Des occupations anciennes
Les analyses associent les vestiges à au moins deux grandes périodes de la paléohistoire, soit au Sylvicole inférieur, entre 2400 et 3000 ans avant aujourd’hui, et au Sylvicole moyen, entre 1000 et 2400 ans avant aujourd’hui. Ces périodes demeurent relativement peu documentées au Lac-Saint-Jean et ailleurs au Québec. Selon Érik Langevin, cette rareté peut s’expliquer par des modes d’occupation du territoire différents, par une population moins importante ou simplement par le fait que les sites de cette époque n’ont pas encore été repérés.
Parmi les objets recueillis se trouvent trois fragments de pointes de projectile, un grattoir et un burin, tous fabriqués en quartzite. Une pointe rappelle le style Meadowood, associé à une occupation située entre 2000 et 2400 ans avant aujourd’hui. Le quartzite domine l’assemblage retrouvé sur le site et provient surtout de sources régionales. Certaines matières premières témoignent néanmoins de liens avec des territoires plus éloignés, dont le chert de la vallée du Saint-Laurent et du quartzite provenant possiblement de régions nordiques.
Une poterie à étudier
Les 13 tessons de poterie offrent également des pistes de recherche. Cinq présentent des décors réalisés au peigne, dont certains associés au motif Pseudo Scallop Shell. Du quartzite a aussi été observé dans la pâte de cinq tessons. Cette donnée pourrait soutenir l’hypothèse d’une fabrication locale de certaines pièces. Jusqu’ici, la poterie retrouvée au Lac-Saint-Jean était surtout considérée comme le résultat d’échanges avec des Premières Nations du Sud.
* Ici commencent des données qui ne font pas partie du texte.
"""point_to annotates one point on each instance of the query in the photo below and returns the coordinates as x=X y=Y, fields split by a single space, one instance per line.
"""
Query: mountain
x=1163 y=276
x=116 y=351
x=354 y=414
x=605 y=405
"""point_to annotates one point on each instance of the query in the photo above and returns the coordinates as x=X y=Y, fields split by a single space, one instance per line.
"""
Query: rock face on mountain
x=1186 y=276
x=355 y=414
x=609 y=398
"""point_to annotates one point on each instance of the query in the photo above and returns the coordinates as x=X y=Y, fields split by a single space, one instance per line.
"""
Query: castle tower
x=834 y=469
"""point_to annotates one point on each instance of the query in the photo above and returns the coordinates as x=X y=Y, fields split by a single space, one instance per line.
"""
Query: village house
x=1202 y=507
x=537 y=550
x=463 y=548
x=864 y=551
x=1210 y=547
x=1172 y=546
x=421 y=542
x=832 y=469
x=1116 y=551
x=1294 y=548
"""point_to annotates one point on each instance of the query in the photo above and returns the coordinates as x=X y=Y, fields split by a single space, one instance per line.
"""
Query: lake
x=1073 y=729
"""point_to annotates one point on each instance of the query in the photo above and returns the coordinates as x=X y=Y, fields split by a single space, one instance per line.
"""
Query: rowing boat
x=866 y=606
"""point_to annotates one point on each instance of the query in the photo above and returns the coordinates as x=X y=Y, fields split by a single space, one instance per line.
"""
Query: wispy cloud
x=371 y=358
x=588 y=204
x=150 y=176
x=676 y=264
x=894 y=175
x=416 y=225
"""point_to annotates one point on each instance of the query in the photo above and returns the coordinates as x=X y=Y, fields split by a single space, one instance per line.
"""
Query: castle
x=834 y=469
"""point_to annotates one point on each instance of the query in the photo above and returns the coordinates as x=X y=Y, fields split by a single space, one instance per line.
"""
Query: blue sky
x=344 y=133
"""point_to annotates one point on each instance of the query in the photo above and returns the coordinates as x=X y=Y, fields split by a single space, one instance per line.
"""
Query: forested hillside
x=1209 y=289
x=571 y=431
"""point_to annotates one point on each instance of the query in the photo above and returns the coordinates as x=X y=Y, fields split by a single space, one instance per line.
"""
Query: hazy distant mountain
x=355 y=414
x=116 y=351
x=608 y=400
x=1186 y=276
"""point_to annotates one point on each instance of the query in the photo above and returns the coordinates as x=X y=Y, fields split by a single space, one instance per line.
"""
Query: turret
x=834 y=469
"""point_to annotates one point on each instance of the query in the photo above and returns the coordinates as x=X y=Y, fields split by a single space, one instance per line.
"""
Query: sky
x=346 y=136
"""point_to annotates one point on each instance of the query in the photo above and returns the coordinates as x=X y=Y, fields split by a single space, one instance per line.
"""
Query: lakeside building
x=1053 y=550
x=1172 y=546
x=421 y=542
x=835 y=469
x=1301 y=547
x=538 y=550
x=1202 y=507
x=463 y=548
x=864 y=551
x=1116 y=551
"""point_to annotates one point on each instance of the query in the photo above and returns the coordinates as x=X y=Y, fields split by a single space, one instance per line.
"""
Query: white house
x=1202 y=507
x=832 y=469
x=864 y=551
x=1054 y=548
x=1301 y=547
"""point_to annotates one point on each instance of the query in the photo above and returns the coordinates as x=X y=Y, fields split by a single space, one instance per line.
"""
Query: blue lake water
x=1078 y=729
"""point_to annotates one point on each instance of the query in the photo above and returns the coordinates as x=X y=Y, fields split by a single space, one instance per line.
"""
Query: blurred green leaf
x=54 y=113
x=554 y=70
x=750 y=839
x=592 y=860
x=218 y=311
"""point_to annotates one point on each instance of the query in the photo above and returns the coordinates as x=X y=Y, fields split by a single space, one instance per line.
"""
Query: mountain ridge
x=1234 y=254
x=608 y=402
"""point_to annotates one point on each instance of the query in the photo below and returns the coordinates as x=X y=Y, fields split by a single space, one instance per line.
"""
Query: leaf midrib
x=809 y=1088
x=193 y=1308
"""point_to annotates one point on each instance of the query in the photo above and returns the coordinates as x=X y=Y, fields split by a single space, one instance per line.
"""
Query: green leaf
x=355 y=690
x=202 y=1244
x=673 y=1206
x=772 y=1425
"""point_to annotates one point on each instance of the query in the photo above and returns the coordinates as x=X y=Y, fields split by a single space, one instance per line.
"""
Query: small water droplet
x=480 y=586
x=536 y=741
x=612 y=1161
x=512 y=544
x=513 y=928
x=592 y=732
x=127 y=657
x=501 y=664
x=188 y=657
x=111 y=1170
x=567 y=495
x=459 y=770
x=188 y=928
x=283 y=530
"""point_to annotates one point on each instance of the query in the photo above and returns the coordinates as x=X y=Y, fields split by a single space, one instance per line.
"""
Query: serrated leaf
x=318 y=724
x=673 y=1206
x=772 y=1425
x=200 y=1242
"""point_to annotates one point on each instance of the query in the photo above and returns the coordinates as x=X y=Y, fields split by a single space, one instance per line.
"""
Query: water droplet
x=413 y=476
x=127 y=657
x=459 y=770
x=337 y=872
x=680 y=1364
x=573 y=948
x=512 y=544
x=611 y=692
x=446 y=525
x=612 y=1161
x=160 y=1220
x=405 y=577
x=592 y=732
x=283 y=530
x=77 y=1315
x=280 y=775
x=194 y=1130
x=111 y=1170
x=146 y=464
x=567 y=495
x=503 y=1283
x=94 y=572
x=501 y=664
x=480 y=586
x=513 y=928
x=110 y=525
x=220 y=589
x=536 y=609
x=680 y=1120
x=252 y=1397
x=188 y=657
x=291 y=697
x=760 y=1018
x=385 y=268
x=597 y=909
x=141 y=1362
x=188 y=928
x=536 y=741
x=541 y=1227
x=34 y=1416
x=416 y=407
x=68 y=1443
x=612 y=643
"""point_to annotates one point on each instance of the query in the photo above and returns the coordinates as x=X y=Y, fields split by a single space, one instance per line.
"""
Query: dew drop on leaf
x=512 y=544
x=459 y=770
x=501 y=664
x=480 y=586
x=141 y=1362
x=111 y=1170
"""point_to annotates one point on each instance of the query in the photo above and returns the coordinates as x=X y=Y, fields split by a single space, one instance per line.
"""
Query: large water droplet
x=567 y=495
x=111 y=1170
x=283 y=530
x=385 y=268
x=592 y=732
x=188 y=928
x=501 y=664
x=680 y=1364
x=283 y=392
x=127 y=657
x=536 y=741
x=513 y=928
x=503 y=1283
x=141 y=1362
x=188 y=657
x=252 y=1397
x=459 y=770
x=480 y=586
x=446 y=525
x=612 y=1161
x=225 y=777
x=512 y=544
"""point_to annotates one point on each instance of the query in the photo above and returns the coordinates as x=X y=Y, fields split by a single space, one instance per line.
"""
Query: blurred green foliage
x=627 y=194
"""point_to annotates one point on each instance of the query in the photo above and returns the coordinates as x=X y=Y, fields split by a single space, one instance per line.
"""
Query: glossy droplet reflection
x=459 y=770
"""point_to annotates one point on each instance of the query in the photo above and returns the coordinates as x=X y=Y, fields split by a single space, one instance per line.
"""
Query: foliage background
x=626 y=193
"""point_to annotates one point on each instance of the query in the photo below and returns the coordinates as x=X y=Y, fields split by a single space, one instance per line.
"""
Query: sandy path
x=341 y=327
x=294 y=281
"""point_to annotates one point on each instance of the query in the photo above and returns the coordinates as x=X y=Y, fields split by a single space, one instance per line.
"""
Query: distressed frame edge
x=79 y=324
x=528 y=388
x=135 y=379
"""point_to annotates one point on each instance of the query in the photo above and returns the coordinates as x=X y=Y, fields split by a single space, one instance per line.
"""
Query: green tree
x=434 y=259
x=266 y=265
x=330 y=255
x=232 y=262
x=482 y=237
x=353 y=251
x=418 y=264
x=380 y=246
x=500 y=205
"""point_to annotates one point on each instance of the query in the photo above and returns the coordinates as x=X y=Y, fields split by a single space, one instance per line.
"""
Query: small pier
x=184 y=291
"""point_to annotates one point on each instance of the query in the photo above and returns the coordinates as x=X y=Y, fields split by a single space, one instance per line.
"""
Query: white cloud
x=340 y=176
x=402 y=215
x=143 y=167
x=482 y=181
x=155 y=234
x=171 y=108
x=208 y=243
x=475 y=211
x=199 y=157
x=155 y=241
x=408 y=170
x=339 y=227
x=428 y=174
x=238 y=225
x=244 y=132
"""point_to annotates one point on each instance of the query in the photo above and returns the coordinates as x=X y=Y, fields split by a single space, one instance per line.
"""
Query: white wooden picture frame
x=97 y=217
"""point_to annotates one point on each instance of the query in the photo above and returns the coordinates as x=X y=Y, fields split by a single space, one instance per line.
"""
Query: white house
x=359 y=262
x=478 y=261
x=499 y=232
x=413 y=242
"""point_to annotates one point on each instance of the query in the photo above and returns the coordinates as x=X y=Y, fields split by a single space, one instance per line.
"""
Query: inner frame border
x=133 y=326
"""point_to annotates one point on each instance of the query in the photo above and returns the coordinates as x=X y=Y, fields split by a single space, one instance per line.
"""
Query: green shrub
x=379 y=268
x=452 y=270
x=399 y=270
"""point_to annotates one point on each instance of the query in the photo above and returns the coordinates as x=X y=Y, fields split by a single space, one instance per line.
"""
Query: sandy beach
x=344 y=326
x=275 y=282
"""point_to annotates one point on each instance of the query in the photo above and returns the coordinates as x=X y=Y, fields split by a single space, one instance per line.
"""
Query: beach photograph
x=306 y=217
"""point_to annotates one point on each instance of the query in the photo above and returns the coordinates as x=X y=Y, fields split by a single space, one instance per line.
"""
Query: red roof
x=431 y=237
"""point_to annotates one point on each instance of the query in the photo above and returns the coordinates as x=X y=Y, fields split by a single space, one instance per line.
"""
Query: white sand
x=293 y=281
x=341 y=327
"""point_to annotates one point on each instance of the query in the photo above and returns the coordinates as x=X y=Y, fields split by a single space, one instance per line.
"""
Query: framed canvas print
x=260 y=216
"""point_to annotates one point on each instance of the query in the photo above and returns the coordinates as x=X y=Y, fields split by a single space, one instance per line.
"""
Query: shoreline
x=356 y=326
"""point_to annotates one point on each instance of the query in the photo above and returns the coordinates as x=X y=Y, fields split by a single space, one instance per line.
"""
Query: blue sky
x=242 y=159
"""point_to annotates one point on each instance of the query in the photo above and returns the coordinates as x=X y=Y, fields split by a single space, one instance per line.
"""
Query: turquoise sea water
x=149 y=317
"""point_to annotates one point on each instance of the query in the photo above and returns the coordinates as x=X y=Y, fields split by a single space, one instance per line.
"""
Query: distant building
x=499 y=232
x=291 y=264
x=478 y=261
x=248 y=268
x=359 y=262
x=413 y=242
Pour l’archéologue, le site illustre l’importance des réseaux d’échanges entre les populations du Pekuakami avec celles au nord et au sud. Pour faire avancer les connaissances, il aimerait poursuivre les recherches. «C’est le genre de site qu’on aimerait finir de fouiller», affirme Érik Langevin. Une telle démarche exigerait toutefois une entente entre Rio Tinto, la Sépaq, Pekuakamiulnuatsh Takuhikan et les autres partenaires, de même que des ressources financières.
Protéger et mettre en valeur
Pour François Guillot, directeur du parc national de la Pointe-Taillon, cette découverte renforce la mission de conservation du territoire. «Notre mission est de protéger et de mettre en valeur le patrimoine naturel, humain, archéologique et historique. Cette découverte donne de la valeur au parc et vient justifier encore davantage la nécessité de protéger ce territoire», affirme-t-il.
La Sépaq souhaite travailler avec Pekuakamiulnuatsh Takuhikan afin d’évaluer les moyens de protéger et de mettre en valeur ce patrimoine. Une exposition d’artéfacts ou du contenu d’interprétation pourraient éventuellement être intégrés à la programmation éducative du parc.